Certains ont vu dans Occupy Wall Street une sorte de « réponse » de la gauche au Tea Party ; il y a en effet des parallèles avec le Tea Party parce que « Occupy » est un mouvement assez divers qui s’est propagé à la base de façon anarchique, sans leaders ni institutions. C’est un mouvement qui fait appel à des valeurs situées au delà, ou parfois en deçà, de la politique politicienne. Cette sensibilité antipolitique partagée, qu’on rencontre à d’autres moments de l’histoire des Etats-Unis, exprime à la fois la force et la faiblesse de tels mouvements. Ils sont guettés par ce que les grecs appelaient l’hubris, le refus de toute limite. Ainsi, par exemple, les républicains à la Chambre refusent des compromis sur la dette, qu’ils dénoncent comme des compromissions. Cela explique sans doute que seulement 30% des sondés en ont une opinion positive, contre 51% de négatives. « Occupy » prépare une série d’actions autour du premier mai. On verra s’ils sont capables de devenir une vraie force réformiste, poussant le parti démocrate à prendre des positions progressistes sans tomber dans l’absolutisme, ou l’anarchisme, antipolitique.
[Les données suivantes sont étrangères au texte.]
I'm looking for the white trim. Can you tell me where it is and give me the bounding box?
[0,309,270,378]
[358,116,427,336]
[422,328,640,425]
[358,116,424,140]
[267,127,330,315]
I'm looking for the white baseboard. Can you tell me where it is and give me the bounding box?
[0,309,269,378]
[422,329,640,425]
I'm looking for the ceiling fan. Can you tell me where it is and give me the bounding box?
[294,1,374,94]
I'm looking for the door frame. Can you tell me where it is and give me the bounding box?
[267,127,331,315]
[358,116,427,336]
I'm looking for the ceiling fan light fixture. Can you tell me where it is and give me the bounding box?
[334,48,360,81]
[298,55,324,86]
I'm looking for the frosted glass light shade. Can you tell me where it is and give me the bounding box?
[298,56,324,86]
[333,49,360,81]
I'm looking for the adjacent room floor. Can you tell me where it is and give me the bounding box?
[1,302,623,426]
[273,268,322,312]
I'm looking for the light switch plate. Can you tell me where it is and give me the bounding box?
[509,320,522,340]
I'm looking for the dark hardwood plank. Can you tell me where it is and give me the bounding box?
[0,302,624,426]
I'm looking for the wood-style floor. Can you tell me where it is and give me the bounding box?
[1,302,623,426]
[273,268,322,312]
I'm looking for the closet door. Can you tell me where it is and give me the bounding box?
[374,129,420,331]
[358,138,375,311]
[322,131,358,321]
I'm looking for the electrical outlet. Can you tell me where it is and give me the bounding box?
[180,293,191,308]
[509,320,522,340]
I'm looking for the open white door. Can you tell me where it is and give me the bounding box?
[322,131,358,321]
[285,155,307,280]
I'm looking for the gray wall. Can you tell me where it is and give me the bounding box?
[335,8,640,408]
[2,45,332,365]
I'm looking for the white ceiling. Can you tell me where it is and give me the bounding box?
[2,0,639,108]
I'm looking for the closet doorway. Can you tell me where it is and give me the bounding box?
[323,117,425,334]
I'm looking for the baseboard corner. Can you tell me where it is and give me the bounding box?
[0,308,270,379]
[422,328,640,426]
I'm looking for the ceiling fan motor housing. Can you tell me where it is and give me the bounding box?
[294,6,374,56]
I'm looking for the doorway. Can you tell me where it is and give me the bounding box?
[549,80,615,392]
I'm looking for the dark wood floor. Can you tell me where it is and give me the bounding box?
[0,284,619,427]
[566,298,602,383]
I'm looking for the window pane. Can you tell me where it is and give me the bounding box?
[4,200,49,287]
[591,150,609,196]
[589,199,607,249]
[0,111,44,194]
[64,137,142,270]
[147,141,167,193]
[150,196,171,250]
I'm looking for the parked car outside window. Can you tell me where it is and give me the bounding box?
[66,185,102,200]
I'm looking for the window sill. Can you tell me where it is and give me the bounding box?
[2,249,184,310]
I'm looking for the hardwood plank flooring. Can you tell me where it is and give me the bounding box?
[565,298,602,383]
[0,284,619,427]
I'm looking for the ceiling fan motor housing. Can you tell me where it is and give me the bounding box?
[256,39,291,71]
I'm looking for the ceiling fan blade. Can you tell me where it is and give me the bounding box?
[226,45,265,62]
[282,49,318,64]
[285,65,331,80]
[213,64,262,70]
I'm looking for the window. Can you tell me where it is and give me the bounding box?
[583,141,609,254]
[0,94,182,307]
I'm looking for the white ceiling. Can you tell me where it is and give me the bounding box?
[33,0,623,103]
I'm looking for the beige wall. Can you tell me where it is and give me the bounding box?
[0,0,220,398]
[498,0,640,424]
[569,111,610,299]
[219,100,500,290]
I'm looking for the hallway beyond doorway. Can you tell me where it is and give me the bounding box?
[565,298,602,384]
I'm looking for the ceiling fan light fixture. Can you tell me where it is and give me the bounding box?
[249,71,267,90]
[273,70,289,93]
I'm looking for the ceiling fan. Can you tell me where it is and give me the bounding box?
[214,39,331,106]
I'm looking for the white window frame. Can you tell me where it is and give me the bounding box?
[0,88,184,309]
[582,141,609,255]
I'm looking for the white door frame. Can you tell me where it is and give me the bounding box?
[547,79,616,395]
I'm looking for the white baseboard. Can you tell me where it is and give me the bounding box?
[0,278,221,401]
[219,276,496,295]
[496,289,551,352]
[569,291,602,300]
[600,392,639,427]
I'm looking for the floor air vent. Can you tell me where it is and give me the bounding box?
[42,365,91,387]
Le marché ne garantit pas l’équité

Mais ni les jeunes femmes ni « Occupy » ne font une majorité... Obama peut jouer avec autres atouts, sur d’autres « poches » d’électeurs. Le contraste des deux candidats sur la fiscalité (aussi bien sur le poids de la dette que sur le déficit budgétaire) est important. Le projet de Paul Ryan, accepté par Mitt Romney, propose des réductions d’impôts qui avantagent nettement les plus riches. Obama propose ce qu’il appelle la « règle Buffett » selon laquelle le milliardaire d’Omaha, Warren Buffett ne paierait pas un pourcentage d’impôts moins élevé que sa secrétaire (qui est imposée à 30%). Il souligne par ailleurs que Mitt Romney n’a payé en 2010 que la modique somme de 13,7% sur ses millions. Enfin la position d’Obama fait appel à une valeur fondamentale : le fairness, autrement dit, l’équité (qui n’est pas synonyme de l’égalité et ne peut être garantie par le marché seul).
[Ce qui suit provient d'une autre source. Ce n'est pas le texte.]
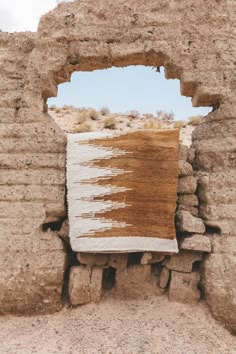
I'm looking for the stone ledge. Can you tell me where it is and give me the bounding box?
[163,251,202,273]
[176,210,206,234]
[179,234,211,252]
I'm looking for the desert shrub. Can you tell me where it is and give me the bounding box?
[188,114,203,125]
[104,117,116,130]
[62,104,76,111]
[143,118,163,129]
[156,110,175,123]
[100,106,111,116]
[143,113,155,119]
[50,106,62,113]
[72,123,91,134]
[128,110,140,118]
[88,109,99,120]
[174,120,186,129]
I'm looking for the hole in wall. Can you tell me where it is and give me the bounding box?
[127,252,143,267]
[45,66,216,302]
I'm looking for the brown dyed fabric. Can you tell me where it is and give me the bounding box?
[67,130,179,252]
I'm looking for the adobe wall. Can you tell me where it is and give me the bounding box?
[0,0,236,328]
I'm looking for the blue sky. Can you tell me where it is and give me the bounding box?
[48,66,211,119]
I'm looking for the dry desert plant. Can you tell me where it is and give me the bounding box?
[143,118,163,129]
[88,109,99,120]
[72,123,91,134]
[78,109,90,124]
[100,106,111,116]
[174,120,186,129]
[188,114,203,125]
[127,110,140,118]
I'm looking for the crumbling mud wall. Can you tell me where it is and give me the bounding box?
[0,0,236,328]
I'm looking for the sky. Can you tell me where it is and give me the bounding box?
[0,0,211,119]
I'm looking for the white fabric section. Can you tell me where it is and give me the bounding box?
[67,132,131,240]
[71,236,178,253]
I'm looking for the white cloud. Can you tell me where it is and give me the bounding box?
[0,0,58,32]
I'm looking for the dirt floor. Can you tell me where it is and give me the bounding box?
[0,297,236,354]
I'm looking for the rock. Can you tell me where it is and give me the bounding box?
[211,234,236,256]
[77,252,109,266]
[69,266,91,305]
[179,160,193,177]
[179,144,188,161]
[187,148,195,164]
[164,251,202,273]
[90,267,103,302]
[140,252,165,264]
[201,254,236,334]
[159,267,170,289]
[178,194,198,206]
[176,210,206,234]
[113,265,162,299]
[180,234,211,252]
[178,176,197,194]
[109,253,128,270]
[169,271,200,304]
[178,204,199,217]
[140,252,152,264]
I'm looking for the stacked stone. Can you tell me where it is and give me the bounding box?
[162,145,211,303]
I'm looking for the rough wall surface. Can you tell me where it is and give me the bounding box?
[0,0,236,327]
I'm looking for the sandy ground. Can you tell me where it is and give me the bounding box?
[0,297,236,354]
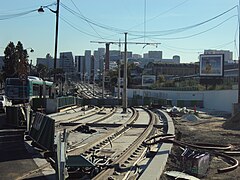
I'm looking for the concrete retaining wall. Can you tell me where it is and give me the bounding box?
[127,89,238,112]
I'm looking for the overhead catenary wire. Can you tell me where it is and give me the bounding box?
[61,3,237,43]
[128,15,237,40]
[68,0,103,39]
[0,3,55,21]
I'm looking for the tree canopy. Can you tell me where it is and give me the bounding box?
[3,41,28,79]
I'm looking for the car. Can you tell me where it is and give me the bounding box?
[0,95,12,112]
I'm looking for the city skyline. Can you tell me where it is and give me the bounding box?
[0,0,238,63]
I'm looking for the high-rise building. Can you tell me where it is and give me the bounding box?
[58,52,75,73]
[148,51,162,60]
[204,49,233,62]
[75,56,85,81]
[85,50,91,81]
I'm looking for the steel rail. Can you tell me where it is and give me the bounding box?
[93,109,155,180]
[68,108,139,155]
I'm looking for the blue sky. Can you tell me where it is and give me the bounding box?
[0,0,239,62]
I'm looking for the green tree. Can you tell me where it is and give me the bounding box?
[3,41,28,79]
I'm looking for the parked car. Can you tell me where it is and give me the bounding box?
[0,95,12,112]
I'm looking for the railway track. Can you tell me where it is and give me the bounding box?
[23,107,172,179]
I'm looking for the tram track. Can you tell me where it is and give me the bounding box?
[88,109,156,179]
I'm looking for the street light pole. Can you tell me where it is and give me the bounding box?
[53,0,60,82]
[122,33,127,113]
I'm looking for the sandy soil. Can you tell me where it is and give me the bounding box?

Mais les arguments du président risquent d’être souvent négatifs (à moins que la reprise économique ne s’installe pour de bon). Il dénoncera les effets du programme républicain sur les vieux, les enfants et plus largement sur ceux qui dépendent de l’aide de l’Etat pour faire face aux aléas de la fortune. En effet, le Plan Ryan promet de compenser les réductions des impôts par l’élimination des « niches » et des réductions budgétaires non spécifiées. Une élection cependant ne se gagne pas simplement à coup de spots négatifs… depuis trois mois, les différents sondages donnent des résultats sommes toutes similaires : entre 45 et 48% pour Obama et 42-47% pour Romney.
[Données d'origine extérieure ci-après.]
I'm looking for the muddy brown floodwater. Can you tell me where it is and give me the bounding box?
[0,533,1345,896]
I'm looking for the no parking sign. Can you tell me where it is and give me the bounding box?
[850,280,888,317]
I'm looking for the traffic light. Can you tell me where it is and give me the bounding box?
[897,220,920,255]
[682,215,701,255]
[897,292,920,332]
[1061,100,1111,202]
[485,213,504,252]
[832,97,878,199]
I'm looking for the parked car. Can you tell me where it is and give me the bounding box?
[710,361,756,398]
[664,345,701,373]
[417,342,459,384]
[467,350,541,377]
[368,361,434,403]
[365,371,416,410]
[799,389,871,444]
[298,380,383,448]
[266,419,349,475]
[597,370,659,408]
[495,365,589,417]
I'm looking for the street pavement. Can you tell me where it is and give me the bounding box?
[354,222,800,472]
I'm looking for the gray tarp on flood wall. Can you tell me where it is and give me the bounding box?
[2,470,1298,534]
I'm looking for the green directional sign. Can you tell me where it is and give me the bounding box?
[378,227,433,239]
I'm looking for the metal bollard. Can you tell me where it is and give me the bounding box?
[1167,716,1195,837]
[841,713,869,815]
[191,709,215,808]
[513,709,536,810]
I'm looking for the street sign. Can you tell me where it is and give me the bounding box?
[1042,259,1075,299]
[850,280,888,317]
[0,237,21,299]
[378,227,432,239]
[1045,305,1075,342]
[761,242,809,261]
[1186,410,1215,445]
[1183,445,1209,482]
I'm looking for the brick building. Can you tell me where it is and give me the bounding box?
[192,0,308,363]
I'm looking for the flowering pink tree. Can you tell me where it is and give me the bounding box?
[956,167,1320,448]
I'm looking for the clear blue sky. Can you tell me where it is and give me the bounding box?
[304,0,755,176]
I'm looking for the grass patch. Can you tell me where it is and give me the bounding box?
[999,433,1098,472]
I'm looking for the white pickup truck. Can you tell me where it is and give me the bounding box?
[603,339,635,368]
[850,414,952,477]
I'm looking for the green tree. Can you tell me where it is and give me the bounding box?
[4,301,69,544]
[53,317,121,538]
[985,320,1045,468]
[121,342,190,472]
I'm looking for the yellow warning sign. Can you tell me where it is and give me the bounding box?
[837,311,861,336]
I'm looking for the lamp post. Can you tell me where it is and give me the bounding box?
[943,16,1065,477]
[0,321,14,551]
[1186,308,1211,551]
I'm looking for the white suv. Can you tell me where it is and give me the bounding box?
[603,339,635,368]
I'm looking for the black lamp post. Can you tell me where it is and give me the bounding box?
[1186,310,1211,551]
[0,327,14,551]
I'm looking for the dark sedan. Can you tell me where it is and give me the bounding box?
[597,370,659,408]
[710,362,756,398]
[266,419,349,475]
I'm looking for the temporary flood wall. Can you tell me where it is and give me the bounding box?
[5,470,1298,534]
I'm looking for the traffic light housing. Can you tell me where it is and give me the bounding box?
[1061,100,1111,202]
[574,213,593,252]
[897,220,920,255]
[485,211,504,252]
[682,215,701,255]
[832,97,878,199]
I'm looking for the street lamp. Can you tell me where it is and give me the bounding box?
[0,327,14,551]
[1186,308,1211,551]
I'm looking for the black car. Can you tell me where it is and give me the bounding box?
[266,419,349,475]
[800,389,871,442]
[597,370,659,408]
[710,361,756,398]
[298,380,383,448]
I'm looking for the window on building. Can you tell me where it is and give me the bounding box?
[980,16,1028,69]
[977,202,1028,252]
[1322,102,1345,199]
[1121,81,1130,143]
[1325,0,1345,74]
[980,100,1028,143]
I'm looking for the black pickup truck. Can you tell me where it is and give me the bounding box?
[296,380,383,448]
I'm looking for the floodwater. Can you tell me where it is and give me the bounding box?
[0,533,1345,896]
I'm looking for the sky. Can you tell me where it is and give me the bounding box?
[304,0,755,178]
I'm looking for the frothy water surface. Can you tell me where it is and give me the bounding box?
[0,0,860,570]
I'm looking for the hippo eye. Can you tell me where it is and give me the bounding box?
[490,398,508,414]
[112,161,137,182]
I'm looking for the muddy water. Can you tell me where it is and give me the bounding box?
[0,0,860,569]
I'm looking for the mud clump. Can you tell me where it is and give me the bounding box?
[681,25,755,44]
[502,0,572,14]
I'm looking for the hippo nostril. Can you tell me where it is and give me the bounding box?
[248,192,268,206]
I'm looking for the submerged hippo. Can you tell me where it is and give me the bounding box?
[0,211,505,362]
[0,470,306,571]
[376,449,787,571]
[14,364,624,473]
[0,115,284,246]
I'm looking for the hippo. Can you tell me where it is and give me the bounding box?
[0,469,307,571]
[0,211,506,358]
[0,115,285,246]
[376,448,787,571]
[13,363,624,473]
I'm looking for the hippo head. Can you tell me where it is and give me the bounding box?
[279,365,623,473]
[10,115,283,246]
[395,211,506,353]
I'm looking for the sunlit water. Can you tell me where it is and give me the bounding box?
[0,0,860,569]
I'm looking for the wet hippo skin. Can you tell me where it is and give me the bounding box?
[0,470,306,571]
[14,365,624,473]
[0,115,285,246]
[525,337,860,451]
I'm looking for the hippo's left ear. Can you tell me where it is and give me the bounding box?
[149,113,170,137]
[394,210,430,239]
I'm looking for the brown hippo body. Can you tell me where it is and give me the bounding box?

10% d’électeurs à convaincre

Ces 10% d’ « indécis » qui décideront de l’avenir des États-Unis, je ne suis pas sûr que ce soient des indécis dans un sens péjoratif. Ces chiffres sont similaires à ceux qu’on a connus en 2004, lorsque George Bush s’est représenté. On se souvient que cette élection-là se décidait autour des questions de politique sécuritaire, Bush ayant réussi à dépeindre John Kerry comme une colombe, un faible incapable de défendre un pays toujours sous le choc des attentats du 11 septembre. En l’occurrence, c’étaient les indécis qui portaient Bush. Or, le bilan d’Obama sur les questions de sécurité est, somme tout, positif. Il a mis fin à l’aventure malheureuse en Irak, sa poursuite d’Al Quaeda, qui continue, a abouti à la mort de Ben Laden, l’intervention en Libye était réussie, et la retraite des troupes en Afghanistan suit son cours. La politique diplomatique patiente envers l’Iran semble porter des fruits, et en tout cas contraste avec le va-t-en-guerre israélo-républicain de Romney, dont les déclarations rappellent trop la politique cowboy de George Bush. C’est pourquoi je pense que le vote Obama sera un choix de la raison plutôt qu’un reflexe de la peur.